In short, there are so many brands that are PFC-free at this point that I don’t think you need to resort to buying products with short-chain fluorinated chemistry, even if Mount Everest is on your bucket list, but especially if you’re just renting a snowboard to try out the slopes this winter.
How to Safely Add Water and Stain Repellency to Your Outdoor Gear
The problem, it seems, with PFC-free outdoor gear is that finishes without fluorinated chemicals don’t last as many wears or washes. But that’s an easy fix! If your old jacket or gear is no longer water-repellant, you can use PFAS-free Nikwax to wash it. That’s what some of these outdoor brands, like Páramo, use to waterproof their gear right out of the factory, along with using innovative “directional” fabric that coaxes the water off the fabric, sort of like roof tiles. You can easily reapply it at the end of each season when you wash and put away your gear. Learn more about how to do that from this instructional video.
And, you can buy secondhand outdoor gear that has shed much of its DWR and refinish it with a safer alternative.
So, which brands are offering fluorine-free outdoor clothing and gear? We’ve created a comprehensive and detailed list of brands you can trust. (A huge thank you to Green Science Policy Institute for their PFAS-free product list, which served as a jumping-off point for our research.)
Winter Sports Brands With All-PFAS-Free Products
Icebreaker – This brand mainly does cozy merino wool and synthetic-free base layers and accessories, but it does have a couple of women’s jackets for skiing or winter hiking. It has never used long-chain PFAS, and stopped using any short-chain PFAS in 2019. It verifies it’s PFAS-free through testing.
Jack Wolfskin – This European outdoor brand is entirely PFC-free as of 2019. Unfortunately, it’s no longer available in the U.S.
KEEN Footwear – This outdoor shoe brand has plenty of snow boots and shoes, and has been entirely PFC-free since 2018.
Houdini – This European brand has both downhill skiing and cross-country skiing gear using recycled material. It’s entirely toxic-free, using Atmos, a PFAS-free membrane, and biobased water repellency treatment from Organotex.
Páramo – This mountaineering brand is entirely PFC-free since 2014.
Vaude – This European brand offers ski touring clothing and equipment that is entirely PFC-free as of 2018.
Lundhags – This hiking and ski-touring company offers entirely fluorinated-chemical-free ski boots and ice safety equipment.

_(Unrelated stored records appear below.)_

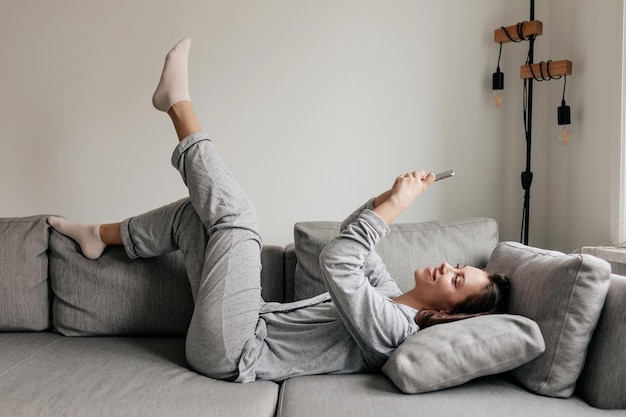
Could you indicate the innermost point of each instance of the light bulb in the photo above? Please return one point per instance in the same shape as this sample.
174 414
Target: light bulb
497 98
564 135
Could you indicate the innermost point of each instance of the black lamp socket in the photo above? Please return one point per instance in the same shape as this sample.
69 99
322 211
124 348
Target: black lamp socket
564 114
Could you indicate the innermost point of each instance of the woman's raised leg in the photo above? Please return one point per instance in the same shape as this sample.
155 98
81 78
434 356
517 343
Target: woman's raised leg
229 293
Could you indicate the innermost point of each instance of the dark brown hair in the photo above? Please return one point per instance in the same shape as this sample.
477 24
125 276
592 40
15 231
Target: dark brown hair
493 299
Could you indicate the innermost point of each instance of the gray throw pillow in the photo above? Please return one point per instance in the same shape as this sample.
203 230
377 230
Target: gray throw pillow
24 292
408 246
451 354
564 294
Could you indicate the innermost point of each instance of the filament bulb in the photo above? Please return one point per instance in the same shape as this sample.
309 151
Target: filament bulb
497 98
564 135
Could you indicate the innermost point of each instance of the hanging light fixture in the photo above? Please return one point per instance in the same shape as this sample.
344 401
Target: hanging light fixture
563 117
498 82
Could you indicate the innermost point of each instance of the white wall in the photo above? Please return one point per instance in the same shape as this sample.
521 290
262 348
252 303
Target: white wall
315 106
579 175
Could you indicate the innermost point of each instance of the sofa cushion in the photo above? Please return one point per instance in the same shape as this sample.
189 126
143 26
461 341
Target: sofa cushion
451 354
603 381
114 295
120 376
24 288
467 241
363 395
564 294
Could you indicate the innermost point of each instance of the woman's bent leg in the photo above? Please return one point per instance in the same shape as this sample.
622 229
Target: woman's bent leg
229 293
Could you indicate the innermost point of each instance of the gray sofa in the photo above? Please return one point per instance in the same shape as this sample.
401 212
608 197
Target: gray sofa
106 337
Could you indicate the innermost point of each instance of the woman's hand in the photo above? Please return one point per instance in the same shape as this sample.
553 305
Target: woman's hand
403 192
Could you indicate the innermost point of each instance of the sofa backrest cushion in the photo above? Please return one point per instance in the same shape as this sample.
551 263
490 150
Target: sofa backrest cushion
408 246
24 289
114 295
564 294
603 381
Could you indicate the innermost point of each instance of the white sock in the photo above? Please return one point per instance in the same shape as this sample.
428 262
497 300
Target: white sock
86 235
174 84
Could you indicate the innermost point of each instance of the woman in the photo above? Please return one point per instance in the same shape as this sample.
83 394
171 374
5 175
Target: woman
233 334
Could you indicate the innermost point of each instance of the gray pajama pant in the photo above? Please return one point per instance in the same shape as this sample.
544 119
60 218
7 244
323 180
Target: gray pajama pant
216 231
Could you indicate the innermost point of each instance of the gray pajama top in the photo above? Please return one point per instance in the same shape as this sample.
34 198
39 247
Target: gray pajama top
352 328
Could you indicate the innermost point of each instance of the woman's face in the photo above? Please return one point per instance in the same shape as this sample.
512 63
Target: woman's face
443 287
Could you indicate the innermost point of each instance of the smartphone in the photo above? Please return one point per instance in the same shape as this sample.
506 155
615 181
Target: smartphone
445 174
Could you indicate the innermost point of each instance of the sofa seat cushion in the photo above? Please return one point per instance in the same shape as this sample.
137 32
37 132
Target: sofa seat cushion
24 289
122 376
374 395
564 294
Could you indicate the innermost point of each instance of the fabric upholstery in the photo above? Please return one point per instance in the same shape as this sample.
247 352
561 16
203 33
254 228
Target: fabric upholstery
24 289
114 295
407 246
603 381
374 395
121 376
451 354
564 294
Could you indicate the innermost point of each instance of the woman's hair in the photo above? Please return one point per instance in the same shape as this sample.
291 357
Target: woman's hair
493 299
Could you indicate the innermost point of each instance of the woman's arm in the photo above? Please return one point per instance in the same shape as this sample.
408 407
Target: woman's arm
404 191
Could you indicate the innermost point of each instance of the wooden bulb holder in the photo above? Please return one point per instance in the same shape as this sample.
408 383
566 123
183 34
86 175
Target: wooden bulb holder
546 70
528 29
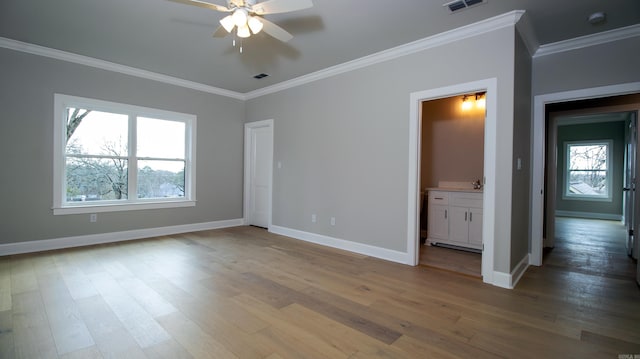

Picture Organic – The pretty ski clothing from this brand is entirely PFC-free thanks to a bio-based and non-fluorinated finish from Teflon called EcoElite.
Royal Robbins – All durable water repellents are fluorine-free.
Erin Snow – This brand creates chemically safe snow sports clothing with a PFC-free Bionic-Finish Eco durable water-repellent.
Brands Where Some Products Are PFAS-Free
There are a few brands that you could look at if you can’t find what you need from the above completely PFAS-free brands.
Helly Hansen – This ski brand’s Lifa Infinity Pro three-layer fabric is waterproof without the use of any chemical finish. It doesn’t need DWR because the barrier is completely physical, not based on a chemical solvent. The brand has only 14 products with it right now, but you could snag all the outer layers that you need from this limited collection.
Patagonia – As of fall 2022, 78% of its products with durable water repellancy are PFAS-free. It says it will eliminate it from the rest (mostly professional and technical gear) by 2025.